The term Khoisan languages is a generic term and includes at least three language families of so-called click languages. In the BAB thesaurus the Khoisan languages are divided into three language families: northern Khoisan, southern Khoisan and central Khoisan languages. This simplified system eliminates several languages and hierarchy levels. We included especially those Namibian and southern African languages in the thesaurus which are to be found in the collection of the BAB.
Central Khoisan languages include especially the Khoekhoe languages whose language Khoekhoegowab (in Namibia also referred to as Nama/Damara) is the most widely shared Khoisan language in southern Africa. Part of the Khoekhoe group are the Khwe languages which, separately, could also be regarded as Kalahari Khoe. The term Khwe (or Khwedam language) developed out of a Namibian campaign to retain indigenous Khoisan languages. The campaign was supported in particular by WIMSA (Working Group of Indigenous Minorities in Southern Africa) and led to a policy aimed at incorporating the languages !Kung and Khwedam, amongst others, into the official education system of Namibia. Its principal aim was to allow primary school learners to be taught in their mother tongue during the first three levels, as provided for by the Namibian Language Policy. At times it was only Ju|’hoan as a Khoisan language which was introduced into schools, as both teachers who could teach in particular languages and accepted dictionaries were lacking. Both language groups of the Khoekhoe languages include subgroups.

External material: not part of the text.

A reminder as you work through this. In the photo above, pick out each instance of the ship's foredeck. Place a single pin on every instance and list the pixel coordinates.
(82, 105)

The Taa languages and the !Ui languages make up the southern Khoisan languages, also known as Tuu languages. These two language clusters have more or less the same linguistic distance with regard to language similarity and kinship as Khoekhoe and Khwe amongst the central Khoisan languages; as such they can be grouped together. They are spoken predominantly in South Africa and Botswana.
The third group, the northern Khoisan languages include especially the Ju|’hoan and !Kung languages. These are combined under the term Kx’a. Ju|’hoan and !Kung were already being studied in the 1970s. Therefore, there exists a rich linguistic corpus. During the last decades, the other Khoisan languages mentioned above were also researched and language clusters were analysed with regard to linguistic relationships and classifications. This illustrates how the analysis of the Khoisan languages is in constant flux.